Partikel esensi elemen bumi sangat kecil. Tidak mungkin seseorang dapat melihatnya dengan mata telanjang, tetapi partikel esensi unsur ini memenuhi seluruh dunia. Setiap partikel esensi unsur bumi melayang di sekitar area tersebut, bergerak dalam pola acak dan kacau. Kemudian mereka akan bertabrakan satu sama lain, lalu berpisah.

Partikel esensi bumi saling menarik, lalu saling menolak.

“Aneh sekali. Apakah ini dunia unsur?”

Linley menghela napas dalam hati sambil memuji.

Dan kemudian, saat Linley menyalurkan energi spiritualnya ke bumi: “Partikel esensi unsur yang mengeras ini terlalu dekat satu sama lain.” Memang, ini benar. Batu dan tanah sebenarnya semuanya terbentuk dari esensi unsur bumi, hanya saja kepadatan unsurnya sangat tinggi.

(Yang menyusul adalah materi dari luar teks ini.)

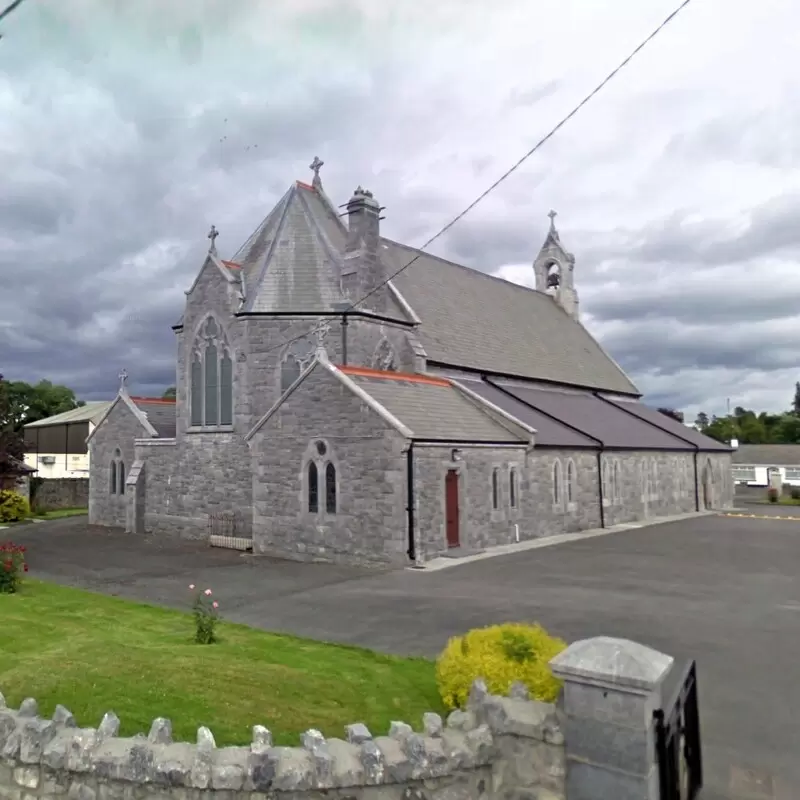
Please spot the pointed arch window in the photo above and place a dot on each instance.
(330, 488)
(512, 487)
(557, 483)
(313, 488)
(116, 473)
(296, 359)
(211, 378)
(570, 481)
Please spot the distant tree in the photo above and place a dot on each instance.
(31, 402)
(671, 412)
(702, 421)
(12, 445)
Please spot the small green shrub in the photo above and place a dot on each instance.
(206, 616)
(12, 567)
(13, 506)
(501, 655)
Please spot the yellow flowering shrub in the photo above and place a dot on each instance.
(500, 654)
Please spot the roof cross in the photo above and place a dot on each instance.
(212, 234)
(315, 166)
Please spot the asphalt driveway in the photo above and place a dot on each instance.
(722, 590)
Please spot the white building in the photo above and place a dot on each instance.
(56, 446)
(752, 463)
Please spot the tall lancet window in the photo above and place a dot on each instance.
(211, 378)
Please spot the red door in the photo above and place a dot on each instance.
(451, 508)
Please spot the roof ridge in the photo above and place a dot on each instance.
(463, 266)
(410, 377)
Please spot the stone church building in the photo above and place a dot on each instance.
(330, 406)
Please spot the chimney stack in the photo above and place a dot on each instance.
(363, 272)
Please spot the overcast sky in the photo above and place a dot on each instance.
(128, 128)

“Meskipun bumi yang tak terbatas dan batu-batu di gunung semuanya terbentuk dari esensi unsur bumi, mereka tidak memancarkan aura unsur yang kuat. Ah!” Hati Linley dipenuhi dengan keterkejutan. “Menurut cara partikel unsur bumi di udara berperilaku, ketika partikel unsur mencapai jarak yang sangat dekat satu sama lain, mereka akan saling tolak. Lalu mengapa… partikel yang sangat padat di dalam bebatuan itu tidak saling tolak?”

Linley sendiri mampu mengendalikan esensi unsur bumi untuk membentuk gundukan tanah, batu, atau logam, tetapi ketika ia melakukannya, itu memancarkan aura unsur yang kuat.

“Mengapa batu dan tanah tidak memancarkan aura unsur yang kuat?” Linley belum pernah menemukan ini sebelumnya. Jadi tampaknya potongan-potongan batu dan tanah biasa yang tampak sederhana sebenarnya mengandung misteri mendalam yang unik.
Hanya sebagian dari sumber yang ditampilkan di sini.